DOI:10.1093/jac/dkm301
PMID:17704516
原文链接:https://pmc.ncbi.nlm.nih.gov/articles/PMC7110056/
Abstract

OBJECTIVES

Many enveloped viruses carry carbohydrate-containing proteins on their surface. These glycoproteins are key to the infection process as they are mediators of the receptor binding and membrane fusion of the virion with the host cell. Therefore, they are attractive therapeutic targets for the development of novel antiviral therapies. Recently, carbohydrate-binding agents (CBA) were shown to possess antiviral activity towards coronaviruses. The current study further elucidates the inhibitory mode of action of CBA.

METHODS

Different strains of two coronaviruses, mouse hepatitis virus and feline infectious peritonitis virus, were exposed to CBA: the plant lectins Galanthus nivalis agglutinin, Hippeastrum hybrid agglutinin and Urtica dioica agglutinin (UDA) and the non-peptidic mannose-binding antibiotic pradimicin A.

RESULTS AND CONCLUSIONS

Our results indicate that CBA target the two glycosylated envelope glycoproteins, the spike (S) and membrane (M) protein, of mouse hepatitis virus and feline infectious peritonitis virus.

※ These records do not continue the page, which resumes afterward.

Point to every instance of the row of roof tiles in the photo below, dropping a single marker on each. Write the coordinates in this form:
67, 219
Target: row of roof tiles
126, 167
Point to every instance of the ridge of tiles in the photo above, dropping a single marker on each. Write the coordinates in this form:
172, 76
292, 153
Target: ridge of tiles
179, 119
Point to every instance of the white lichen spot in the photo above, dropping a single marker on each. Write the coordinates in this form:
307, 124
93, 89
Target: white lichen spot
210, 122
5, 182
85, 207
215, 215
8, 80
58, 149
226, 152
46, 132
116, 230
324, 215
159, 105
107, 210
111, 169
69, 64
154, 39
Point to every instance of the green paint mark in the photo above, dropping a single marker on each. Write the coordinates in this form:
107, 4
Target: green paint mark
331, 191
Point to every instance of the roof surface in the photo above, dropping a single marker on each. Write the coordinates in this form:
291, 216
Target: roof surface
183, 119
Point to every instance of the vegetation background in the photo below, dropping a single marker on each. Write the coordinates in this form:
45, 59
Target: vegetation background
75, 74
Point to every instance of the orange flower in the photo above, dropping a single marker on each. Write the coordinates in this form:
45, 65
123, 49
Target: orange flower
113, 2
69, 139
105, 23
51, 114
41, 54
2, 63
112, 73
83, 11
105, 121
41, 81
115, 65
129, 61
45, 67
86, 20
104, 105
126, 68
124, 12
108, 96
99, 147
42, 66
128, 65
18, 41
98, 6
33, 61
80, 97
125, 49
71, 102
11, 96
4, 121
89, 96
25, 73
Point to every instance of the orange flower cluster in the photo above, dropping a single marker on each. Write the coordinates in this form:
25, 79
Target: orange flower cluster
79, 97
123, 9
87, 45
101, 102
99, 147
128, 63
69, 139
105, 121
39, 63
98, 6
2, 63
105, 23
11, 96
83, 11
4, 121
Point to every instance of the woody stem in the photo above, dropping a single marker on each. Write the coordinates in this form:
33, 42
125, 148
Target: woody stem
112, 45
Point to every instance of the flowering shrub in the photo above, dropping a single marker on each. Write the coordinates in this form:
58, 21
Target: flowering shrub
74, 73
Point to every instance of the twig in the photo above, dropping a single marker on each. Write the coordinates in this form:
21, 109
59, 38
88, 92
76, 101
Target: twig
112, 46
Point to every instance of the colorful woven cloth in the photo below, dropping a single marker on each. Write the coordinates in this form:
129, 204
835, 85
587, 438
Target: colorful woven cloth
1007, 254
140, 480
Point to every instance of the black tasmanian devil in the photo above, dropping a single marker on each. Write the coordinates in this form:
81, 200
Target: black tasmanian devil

Furthermore, CBA did not inhibit virus-cell attachment, but rather affected virus entry at a post-binding stage. The sensitivity of coronaviruses towards CBA was shown to be dependent on the processing of the N-linked carbohydrates. Inhibition of mannosidases in host cells rendered the progeny viruses more sensitive to the mannose-binding agents and even to the N-acetylglucosamine-binding UDA. In addition, inhibition of coronaviruses was shown to be dependent on the cell-type used to grow the virus stocks. All together, these results show that CBA exhibit promising capabilities to inhibit coronavirus infections.

摘要

目的

许多包膜病毒在其表面携带含碳水化合物的蛋白质。这些糖蛋白是感染过程的关键,因为它们是病毒粒子与宿主细胞受体结合和膜融合的介质。因此,它们是开发新型抗病毒疗法的有吸引力的治疗靶点。最近,碳水化合物结合剂(CBA)被证明对冠状病毒具有抗病毒活性。本研究进一步阐明了CBA的抑制作用模式。

方法

将两种冠状病毒(小鼠肝炎病毒和猫传染性腹膜炎病毒)的不同毒株暴露于CBA:植物凝集素雪花莲凝集素、朱顶红凝集素和荨麻凝集素(UDA)以及非肽类甘露糖结合抗生素普拉地米星A。

结果与结论

我们的结果表明,CBA靶向小鼠肝炎病毒和猫传染性腹膜炎病毒的两种糖基化包膜糖蛋白,即刺突(S)蛋白和膜(M)蛋白。此外,CBA并不抑制病毒与细胞的附着,而是在结合后阶段影响病毒进入。冠状病毒对CBA的敏感性显示取决于N-连接碳水化合物的加工。抑制宿主细胞中的甘露糖苷酶使子代病毒对甘露糖结合剂甚至对N-乙酰葡糖胺结合的UDA更敏感。此外,冠状病毒的抑制作用显示取决于用于培养病毒株的细胞类型。总之,这些结果表明CBA具有抑制冠状病毒感染的良好能力。